Cythraul is an old school Metalhead like myself and Jean-Pierre, it seems. Likewise, I've experienced a similar experience through the course of the years.
Starting off with Metal when you're young and developing your tastes on your own off of message boards is probably a major part of this whole experience. Back when I was 9, Metallica's Ride The Lightning was some pretty intimidating stuff, with the massively heavy riffs, the chants of "Die! Die!", the hellish vocals, and the general aura that it communicated being a bit overwhelming - in a good way.
Though I've only been exposed to more extreme styles of Metal for about 6 or 7 years, I still felt that mystique about it. This was when I was first starting to explore Metal via the internet, and this other kid who was growing on a similar path told me to get some Burzum and Mayhem. So I got the first full lengths of each band, and once I was able to get into them, I was overwhelmed. I felt as if I was listening to things that I shouldn't be listening to. I was innocent then, and these strange, evil men were warping my mind through sound. Going back and listening to these records now, I do not feel that same initial otherworldly shock that I first did, as if I was listening to something wholly unearthly. However, I have built several new connections to them over the years that have replaced that initial aura that originally drew me in.
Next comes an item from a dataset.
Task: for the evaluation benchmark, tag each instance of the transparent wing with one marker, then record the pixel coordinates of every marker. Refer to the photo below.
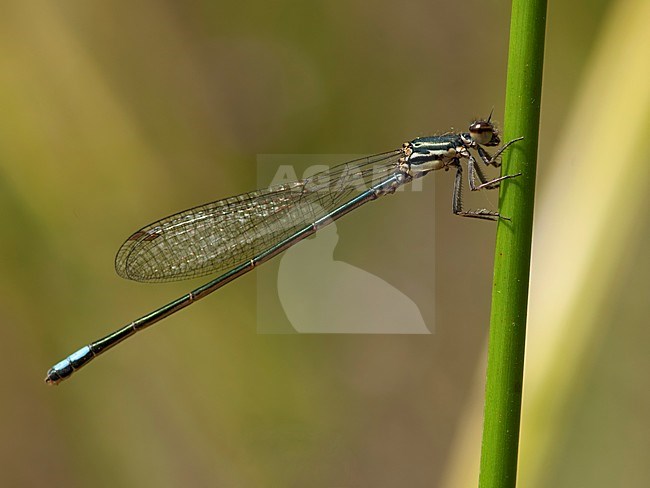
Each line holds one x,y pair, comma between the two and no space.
220,235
I feel a sense of nostalgia and an image of that first reaction that I had to Ea, Lord Of The Depths and Kaatharian Life Code; it still impacts me, but it does not overwhelm. I feel now that I am a listener outside of the experience, while when I was young, I was a listener inside of it, and felt as though I couldn't get out. It terrified me, and it was good. Today, I still feel the sense of terror, but in a passive, objective, analytical way, and that draws me in more today.